Ms. Moran was piloting the plane when it took off from an airport in Georgia, and she and Marsico maintained that the plane’s first engine failed shortly after takeoff and that the second engine also experienced problems and was unable to power the plane.

Ms. Moran tried to return to Dekalb-Peachtree Airport, but crash landed at a water treatment plant. According to the National Transportation Safety Board report, the plane hit a concrete structure, then the ground and erupted into flames. Ms. Moran and Marsico suffered third-degree burns to 40 percent of their bodies.

Hale, a Sharon resident, said Ms. Moran’s decision to return to the airport where the flight began is just one issue, and one reason he believes she is partly responsible for the crash.

The jury determined that her $6.458 million in damages should be reduced by 20 percent to coincide with her responsibility for the crash.
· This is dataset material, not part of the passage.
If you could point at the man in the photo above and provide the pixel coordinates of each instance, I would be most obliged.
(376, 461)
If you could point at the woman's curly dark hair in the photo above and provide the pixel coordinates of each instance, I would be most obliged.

Ms. Moran has been unable to return to work as a pilot since the crash due to her injuries.

Marsico has been able to return to work, and was awarded $4.9 million.

The NTSB said Ms. Moran’s failure to use “all of the power available following an engine failure,” contributed to the crash, as did the failure of the rear engine.

Once Ms. Moran detected problems in the air, she estimated the plane was about 1,000 or 1,500 feet above ground. She decided not to land at the closest airport, about 6 miles away, instead opting to try to return to the original airport 10 miles away, thinking it was better prepared for an emergency. The farther-away airport also had a control tower.

Marsico registered the plane in June 2005, and Hale said Winner Aviation had performed the maintenance work on the aircraft since that time.

“We did everything per the maintenance manuals for the aircraft and the engines,” Hale said. “We’re just keeping our plotted course in defending this. We’re not interested in settling. We’re taking it to the appeal court.”

Hale added, “We’re sorry for the injuries that the two plaintiffs went through, but we find ourselves to be no way negligible for what has happened.”